Meg Ohsada and Kunji Ikeda | Photo: Alyssa Maturino

Meg Ohsada

By Meghan Power

Meg Ohsada, a second-generation Japanese Canadian living in Alberta, began her journey as a dancer and figure skater in elementary school. Her family immediately saw her gift and talent for communicating through dance. Meg has down syndrome (also known as trisomy 21), which means she experiences challenges when it comes to verbal communication.

Discovering her ability to translate her emotions into movement has allowed her to communicate, release emotions and frustrations, and develop her natural talent for choreography and creative expression.  

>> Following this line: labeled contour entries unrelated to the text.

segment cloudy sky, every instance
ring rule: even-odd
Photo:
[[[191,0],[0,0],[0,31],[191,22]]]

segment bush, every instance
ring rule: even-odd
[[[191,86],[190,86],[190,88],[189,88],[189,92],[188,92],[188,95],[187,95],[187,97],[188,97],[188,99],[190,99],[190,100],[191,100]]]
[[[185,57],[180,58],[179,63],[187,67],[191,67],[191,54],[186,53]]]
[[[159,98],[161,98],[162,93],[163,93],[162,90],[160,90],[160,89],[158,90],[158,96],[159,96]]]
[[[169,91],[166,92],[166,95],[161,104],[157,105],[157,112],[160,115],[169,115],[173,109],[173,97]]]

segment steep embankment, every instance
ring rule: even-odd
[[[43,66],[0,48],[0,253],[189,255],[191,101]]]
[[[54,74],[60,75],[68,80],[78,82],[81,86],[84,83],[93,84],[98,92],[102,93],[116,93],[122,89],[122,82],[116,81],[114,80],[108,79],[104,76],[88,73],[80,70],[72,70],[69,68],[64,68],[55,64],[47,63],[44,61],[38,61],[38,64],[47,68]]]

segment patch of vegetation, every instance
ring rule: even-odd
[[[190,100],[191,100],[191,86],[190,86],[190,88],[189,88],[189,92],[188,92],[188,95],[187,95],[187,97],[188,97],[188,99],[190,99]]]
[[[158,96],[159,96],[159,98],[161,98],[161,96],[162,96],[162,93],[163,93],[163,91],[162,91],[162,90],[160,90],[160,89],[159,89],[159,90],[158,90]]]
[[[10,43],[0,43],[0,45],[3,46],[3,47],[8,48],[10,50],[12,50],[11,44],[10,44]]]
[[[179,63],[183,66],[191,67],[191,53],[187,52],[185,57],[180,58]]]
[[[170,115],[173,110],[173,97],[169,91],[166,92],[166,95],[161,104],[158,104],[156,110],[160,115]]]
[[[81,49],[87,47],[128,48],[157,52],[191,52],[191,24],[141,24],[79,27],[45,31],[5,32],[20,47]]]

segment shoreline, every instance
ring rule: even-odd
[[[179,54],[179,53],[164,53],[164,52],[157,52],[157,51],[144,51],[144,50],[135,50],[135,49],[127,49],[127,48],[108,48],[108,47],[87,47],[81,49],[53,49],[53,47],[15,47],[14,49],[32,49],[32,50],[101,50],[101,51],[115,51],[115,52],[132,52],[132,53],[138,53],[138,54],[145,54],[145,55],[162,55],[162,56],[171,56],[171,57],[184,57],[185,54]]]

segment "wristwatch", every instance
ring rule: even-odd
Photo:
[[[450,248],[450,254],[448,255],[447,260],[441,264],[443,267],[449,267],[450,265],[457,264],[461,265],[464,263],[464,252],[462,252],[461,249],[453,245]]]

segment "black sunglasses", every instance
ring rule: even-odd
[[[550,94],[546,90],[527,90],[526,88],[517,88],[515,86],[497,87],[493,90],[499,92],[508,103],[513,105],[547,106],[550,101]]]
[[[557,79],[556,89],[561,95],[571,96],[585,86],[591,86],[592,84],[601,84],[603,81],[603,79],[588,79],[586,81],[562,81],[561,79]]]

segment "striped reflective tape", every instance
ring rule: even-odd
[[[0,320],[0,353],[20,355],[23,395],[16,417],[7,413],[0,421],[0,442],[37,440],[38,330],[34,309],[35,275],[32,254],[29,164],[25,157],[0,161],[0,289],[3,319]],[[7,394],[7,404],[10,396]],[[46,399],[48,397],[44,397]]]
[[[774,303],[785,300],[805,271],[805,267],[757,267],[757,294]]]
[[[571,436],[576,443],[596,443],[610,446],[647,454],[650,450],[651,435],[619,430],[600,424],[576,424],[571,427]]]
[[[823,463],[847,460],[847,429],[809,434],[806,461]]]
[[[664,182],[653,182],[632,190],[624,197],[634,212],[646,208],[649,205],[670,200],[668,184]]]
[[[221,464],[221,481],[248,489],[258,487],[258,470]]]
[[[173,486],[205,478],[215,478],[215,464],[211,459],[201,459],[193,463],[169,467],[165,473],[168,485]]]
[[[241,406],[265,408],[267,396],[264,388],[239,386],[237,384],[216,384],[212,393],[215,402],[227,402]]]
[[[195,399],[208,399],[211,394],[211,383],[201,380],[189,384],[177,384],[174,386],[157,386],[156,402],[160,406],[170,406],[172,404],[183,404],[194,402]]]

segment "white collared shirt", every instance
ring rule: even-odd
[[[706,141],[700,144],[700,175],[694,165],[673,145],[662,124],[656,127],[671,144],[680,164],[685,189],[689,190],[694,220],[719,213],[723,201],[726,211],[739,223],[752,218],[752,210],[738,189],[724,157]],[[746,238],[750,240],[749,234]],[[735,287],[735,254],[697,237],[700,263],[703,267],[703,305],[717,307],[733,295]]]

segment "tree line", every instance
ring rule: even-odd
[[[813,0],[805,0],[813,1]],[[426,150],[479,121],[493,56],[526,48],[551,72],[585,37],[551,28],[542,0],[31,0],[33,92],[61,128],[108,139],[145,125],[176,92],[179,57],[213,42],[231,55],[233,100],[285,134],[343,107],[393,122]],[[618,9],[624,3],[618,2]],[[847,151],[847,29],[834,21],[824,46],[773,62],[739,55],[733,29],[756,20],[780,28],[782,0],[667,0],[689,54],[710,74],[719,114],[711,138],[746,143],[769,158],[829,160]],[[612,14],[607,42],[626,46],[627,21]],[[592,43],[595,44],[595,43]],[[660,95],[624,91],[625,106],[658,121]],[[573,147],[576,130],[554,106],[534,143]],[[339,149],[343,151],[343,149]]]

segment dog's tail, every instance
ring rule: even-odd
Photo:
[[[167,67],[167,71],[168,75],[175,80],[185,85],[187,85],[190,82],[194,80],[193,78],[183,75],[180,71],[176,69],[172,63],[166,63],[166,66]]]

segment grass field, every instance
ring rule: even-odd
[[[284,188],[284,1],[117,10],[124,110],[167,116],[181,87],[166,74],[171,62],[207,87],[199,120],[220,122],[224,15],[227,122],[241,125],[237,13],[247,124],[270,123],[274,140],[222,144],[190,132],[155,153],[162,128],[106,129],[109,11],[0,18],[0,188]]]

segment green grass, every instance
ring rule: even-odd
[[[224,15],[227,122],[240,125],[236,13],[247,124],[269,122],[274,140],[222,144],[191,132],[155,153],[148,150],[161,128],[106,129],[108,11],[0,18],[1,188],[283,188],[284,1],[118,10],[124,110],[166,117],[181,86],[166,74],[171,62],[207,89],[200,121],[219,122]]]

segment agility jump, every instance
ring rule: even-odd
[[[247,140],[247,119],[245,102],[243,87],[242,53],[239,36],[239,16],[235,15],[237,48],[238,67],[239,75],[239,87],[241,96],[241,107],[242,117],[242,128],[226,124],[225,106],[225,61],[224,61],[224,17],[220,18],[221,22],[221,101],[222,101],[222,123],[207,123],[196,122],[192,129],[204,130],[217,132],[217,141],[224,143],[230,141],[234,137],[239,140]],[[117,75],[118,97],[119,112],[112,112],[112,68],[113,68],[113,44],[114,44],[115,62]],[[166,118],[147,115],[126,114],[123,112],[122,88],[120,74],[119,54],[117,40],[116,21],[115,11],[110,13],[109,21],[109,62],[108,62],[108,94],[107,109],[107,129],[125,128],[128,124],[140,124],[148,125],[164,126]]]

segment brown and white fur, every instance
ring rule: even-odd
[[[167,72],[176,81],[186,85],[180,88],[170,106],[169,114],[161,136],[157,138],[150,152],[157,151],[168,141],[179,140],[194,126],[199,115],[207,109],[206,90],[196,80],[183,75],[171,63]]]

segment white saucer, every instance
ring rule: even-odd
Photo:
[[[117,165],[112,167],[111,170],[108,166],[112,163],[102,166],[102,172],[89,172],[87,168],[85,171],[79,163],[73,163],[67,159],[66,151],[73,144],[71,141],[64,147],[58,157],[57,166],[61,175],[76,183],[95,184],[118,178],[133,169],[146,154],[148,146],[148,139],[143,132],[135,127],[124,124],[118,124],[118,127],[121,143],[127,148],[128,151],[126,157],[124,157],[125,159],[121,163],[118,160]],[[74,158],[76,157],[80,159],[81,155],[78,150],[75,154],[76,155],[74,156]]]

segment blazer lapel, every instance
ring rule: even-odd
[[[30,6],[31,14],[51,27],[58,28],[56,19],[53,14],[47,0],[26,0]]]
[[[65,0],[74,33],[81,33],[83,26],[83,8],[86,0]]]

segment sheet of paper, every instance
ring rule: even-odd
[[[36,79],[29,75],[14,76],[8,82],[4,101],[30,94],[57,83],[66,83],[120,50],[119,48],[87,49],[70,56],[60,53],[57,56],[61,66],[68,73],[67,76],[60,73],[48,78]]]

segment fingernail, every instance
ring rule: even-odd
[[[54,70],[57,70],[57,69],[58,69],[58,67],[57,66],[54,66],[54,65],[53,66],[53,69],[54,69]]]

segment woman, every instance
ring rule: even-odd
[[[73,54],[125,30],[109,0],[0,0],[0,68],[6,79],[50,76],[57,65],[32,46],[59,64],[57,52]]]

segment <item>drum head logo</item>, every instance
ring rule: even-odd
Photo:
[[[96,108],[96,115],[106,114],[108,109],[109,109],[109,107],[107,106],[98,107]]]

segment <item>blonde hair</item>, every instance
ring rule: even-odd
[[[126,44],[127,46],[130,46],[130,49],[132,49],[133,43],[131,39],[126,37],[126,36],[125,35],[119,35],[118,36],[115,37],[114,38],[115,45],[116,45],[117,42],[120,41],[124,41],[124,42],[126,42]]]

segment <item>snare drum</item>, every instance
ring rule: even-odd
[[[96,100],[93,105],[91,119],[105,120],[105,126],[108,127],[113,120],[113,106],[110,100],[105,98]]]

Meg, now 28, is more focused than ever on developing her artistic practice and exploring new ways to communicate and to grow her confidence as a performer through dance and choreography. “When I saw Kunji Ikeda and his work — I loved it! He is not only a great dancer but also has experience working with artists who have disabilities. It was a perfect match and perfect timing! Calgary Arts Development (CADA) ArtShare funding allowed me to afford one-on-one sessions with Ikeda and this helped me to better evaluate my current skills and potential. What I’ve learned during my time with him has helped me perform in public and has allowed people to see me enjoying dancing. I hope those opportunities can inspire diversity and inclusion for dancers with disabilities in the arts and dance sectors.”


Working with Ikeda has helped Meg feel more confident to move in new, authentic ways: “He helped me realize that I didn’t need to be someone else — I can be me.” Ikeda has helped Ohsada find new opportunities to share her gift. Last September, she travelled to Victoria to perform with Ikeda and other dancers, and most recently has begun working with the National accessArts Centre (NaAC), in Calgary. This work is part of the New Work, New Ways program at NaAC, which is also supported by funding from CADA along with other funding partners. 


In this project, Meg is in three of seven participating ensembles: Musical Theatre, Dance, and Indigenous Ways of Knowing. In these ensembles they are doing everything from scene development, script writing, costume design, set design, song writing, quilting and, of course, dance and choreography. They will present their new works in an open-studio style setting (about 50 individual artists altogether) and live performances on the evening of May 25, 2023 at The GRAND, downtown Calgary. 


Meg’s ability to grow and develop as an artist and choreographer wouldn’t be possible without access to the ArtShare funding from CADA. This funding gives artists, like Meg, the opportunity to work with mentors who understand and speak the same artistic language. Meg’s mom, Noriko, also commends CADA for offering support throughout the entire grant process — from writing the application, to completing the final report, it is helpful for artists with disabilities who may need extra support and time. 


“I don’t often meet people like me in the mainstream dance scene,” says Meg. “I would like to be seen and have more opportunities to connect with performing arts networks in Alberta and Calgary, and to collaborate with more artists in the future.”